To prove this trigonometric identity, we will use double angle formulas and the Pythagorean identity.
Starting with the left-hand side, (1 + cos(4x))sin(2x), we expand the expression using the double angle formula for sin(2x) and the double angle formula for cos(2x): (1 + cos(4x))(2sin(x)cos(x)) = 2sin(x)cos(x) + 2sin(x)cos(x)cos(4x) = 2sin(x)cos(x) + 2sin(x)cos(x)(2cos^2(2x) - 1) = 2sin(x)cos(x) + 4sin(x)cos(x)cos^2(2x) - 2sin(x)cos(x) = 4sin(x)cos(x)cos^2(2x)
Now, we simplify the right-hand side, cos^2(2x):
Using the double angle formula for cos(2x), we get: cos^2(2x) = (cos(2x))^2 = (2cos^2(x) - 1)^2 = 4cos^4(x) - 4cos^2(x) + 1
To prove this trigonometric identity, we will use double angle formulas and the Pythagorean identity.

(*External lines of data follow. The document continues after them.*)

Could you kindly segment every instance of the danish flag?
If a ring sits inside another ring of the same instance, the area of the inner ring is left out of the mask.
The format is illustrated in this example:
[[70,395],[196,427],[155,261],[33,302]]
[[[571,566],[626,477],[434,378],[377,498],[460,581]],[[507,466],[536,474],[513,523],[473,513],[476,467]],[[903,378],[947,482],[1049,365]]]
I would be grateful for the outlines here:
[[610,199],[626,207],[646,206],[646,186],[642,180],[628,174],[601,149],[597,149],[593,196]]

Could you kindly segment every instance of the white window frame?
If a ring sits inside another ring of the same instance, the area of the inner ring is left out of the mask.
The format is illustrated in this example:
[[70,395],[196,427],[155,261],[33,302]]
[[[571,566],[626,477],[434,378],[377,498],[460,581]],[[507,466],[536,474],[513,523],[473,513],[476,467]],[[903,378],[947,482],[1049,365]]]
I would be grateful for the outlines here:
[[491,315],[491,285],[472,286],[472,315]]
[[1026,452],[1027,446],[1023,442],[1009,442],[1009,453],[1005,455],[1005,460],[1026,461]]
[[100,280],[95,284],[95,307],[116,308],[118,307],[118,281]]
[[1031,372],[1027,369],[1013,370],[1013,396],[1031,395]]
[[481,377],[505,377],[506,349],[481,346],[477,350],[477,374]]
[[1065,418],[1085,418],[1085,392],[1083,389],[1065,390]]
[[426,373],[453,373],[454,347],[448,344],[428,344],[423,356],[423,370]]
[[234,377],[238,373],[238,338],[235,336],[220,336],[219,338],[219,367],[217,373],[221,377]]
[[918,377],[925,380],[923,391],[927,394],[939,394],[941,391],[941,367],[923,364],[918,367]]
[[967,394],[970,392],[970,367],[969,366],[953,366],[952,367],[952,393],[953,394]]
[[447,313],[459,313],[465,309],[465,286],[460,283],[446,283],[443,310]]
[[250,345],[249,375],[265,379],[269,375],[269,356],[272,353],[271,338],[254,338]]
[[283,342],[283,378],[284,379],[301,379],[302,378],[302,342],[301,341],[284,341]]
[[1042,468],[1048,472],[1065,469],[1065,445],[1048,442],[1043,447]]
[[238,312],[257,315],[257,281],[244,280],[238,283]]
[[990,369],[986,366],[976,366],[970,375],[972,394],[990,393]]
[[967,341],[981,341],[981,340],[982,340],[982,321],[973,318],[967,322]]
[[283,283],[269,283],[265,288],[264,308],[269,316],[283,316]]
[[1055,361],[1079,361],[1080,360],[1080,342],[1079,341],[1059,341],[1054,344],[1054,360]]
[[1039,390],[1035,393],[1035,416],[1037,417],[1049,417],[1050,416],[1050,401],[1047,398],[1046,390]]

Starting with the left-hand side, (1 + cos(4x))sin(2x), we expand the expression using the double angle formula for sin(2x) and the double angle formula for cos(2x):
(1 + cos(4x))(2sin(x)cos(x))
= 2sin(x)cos(x) + 2sin(x)cos(x)cos(4x)
= 2sin(x)cos(x) + 2sin(x)cos(x)(2cos^2(2x) - 1)
= 2sin(x)cos(x) + 4sin(x)cos(x)cos^2(2x) - 2sin(x)cos(x)
= 4sin(x)cos(x)cos^2(2x)
Now, we simplify the right-hand side, cos^2(2x):
Using the double angle formula for cos(2x), we get:
cos^2(2x) = (cos(2x))^2
= (2cos^2(x) - 1)^2
= 4cos^4(x) - 4cos^2(x) + 1
Then, we simplify this further:
4cos^4(x) - 4cos^2(x) + 1 = 4(1 - sin^2(x))^2 - 4(1 - sin^2(x)) + 1
= 4 - 8sin^2(x) + 4sin^4(x) - 4 + 4sin^2(x) + 1
= 4sin^4(x) - 4sin^2(x) + 1
Therefore, (1 + cos(4x))sin(2x) = 4sin(x)cos(x)cos^2(2x) = cos^2(2x), thus proving the trigonometric identity.